The difference is we learn to deal with things like that as time goes by.
Another thing I always wanted when I was younger was to change the world in some way. My parents probably had this thought when they were younger, and several other children too.
Not everyone can do that and, well, society doesn't help either. The society at the time of Holden was difficult, cold and without feelings, manipulated by themselves. I don't see much difference today. But it is up to us to decide to change or give up and follow what is being done.
And when Holden draws an analogy with him considering himself a catcher in the rye, I felt fragile. His analogy is that he is the only older person who can prevent children from running over the precipice to fall.
I have a younger brother and would hate to see him lost someday. But I know that it is a phase that most people go through. I passed, I still pass.
I always give advice to my youngest friends about the future and their lives. I feel responsible, being older, for talking to them about some things.
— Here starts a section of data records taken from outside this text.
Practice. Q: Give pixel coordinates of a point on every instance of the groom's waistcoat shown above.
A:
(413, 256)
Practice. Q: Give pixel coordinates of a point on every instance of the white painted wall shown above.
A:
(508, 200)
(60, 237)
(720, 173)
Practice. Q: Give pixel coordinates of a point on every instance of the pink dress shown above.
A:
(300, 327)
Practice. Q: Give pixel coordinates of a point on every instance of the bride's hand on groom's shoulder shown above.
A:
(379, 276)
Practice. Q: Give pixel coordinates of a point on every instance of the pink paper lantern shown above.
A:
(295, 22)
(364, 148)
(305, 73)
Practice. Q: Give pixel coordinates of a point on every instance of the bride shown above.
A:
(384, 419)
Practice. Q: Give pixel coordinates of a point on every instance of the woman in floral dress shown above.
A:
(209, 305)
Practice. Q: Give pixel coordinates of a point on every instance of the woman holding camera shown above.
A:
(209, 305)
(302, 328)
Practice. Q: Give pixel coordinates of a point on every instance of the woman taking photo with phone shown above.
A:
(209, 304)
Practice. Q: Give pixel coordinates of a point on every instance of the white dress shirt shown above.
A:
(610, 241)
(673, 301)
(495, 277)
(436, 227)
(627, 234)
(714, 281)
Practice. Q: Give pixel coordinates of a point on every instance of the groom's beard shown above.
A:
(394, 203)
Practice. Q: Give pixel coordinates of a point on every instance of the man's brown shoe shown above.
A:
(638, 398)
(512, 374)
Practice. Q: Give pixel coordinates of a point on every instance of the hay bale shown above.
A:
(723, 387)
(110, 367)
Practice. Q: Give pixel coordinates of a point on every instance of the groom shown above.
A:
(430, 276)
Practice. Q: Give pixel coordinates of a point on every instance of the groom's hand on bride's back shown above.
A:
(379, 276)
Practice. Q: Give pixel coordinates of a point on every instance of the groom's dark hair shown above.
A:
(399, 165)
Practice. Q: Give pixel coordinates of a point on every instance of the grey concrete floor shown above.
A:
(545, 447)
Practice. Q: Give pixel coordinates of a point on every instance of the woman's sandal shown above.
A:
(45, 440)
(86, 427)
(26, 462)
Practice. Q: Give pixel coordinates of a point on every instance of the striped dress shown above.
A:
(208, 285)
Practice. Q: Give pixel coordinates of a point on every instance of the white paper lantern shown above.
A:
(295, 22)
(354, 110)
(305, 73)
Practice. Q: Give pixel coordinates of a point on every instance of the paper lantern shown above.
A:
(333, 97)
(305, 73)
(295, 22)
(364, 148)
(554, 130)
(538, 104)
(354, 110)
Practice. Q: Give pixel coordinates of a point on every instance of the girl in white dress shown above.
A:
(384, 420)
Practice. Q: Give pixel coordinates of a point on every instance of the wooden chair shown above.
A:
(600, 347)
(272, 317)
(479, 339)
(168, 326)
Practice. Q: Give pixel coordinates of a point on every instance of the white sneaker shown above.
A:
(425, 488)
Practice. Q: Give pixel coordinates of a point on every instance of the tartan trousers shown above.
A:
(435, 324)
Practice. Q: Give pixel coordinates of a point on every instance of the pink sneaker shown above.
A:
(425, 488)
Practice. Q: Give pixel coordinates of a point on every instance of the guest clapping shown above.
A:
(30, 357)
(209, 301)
This is inevitable to happen.
My teachers did this to me. I was very close to a math teacher when I was in high school. I considered him my second father. When I ended up in a situation that could have been minimized with the help of an adult and he found out, he was extremely upset that I didn't speak to him. For not telling and saving it for me and trying to solve it the way I wanted.
I understand his concern at the time, it is the same concern that I have with my younger friends and my brother. But we won't always have someone on the precipice to stop us from jumping out of the rye. This is sad, but it is the reality. I would like to prevent my brother from suffering for the first broken heart, but I know it will be inevitable. Unfortunately.
I liked the Holden analogy, but it should come with a little more history. We are not always able to hold all the kids jumping over the edge. And sometimes, the ones that we hold, are the ones that need to jump. And the ones that jump are the ones that needed to be held for a while longer.
We are all going to fall from the rye. We will not always have someone to hold us 100% of the time.
Life is divided into several fields of rye. Sometimes there is someone to hold us, sometimes not. It is up to us to learn how to deal with falls.
linn
★★★☆☆
I had really high expectations on this book. It has been on my to be read list for years. Although I enjoyed the book, it was disappointing. I thought this book was going to be a great adolescent and teenage book. But I found it rather boring. I loved the main character Holden, but the story was pretty boring. I enjoyed the parts where he was reflecting and thinking about life, and the quotes were great but the overall story was boring. This book was memorable but not enough to make me think about it at random. I’m happy I read it since it’s a classic.

that's it for today <3 thanks for reading and stay safe!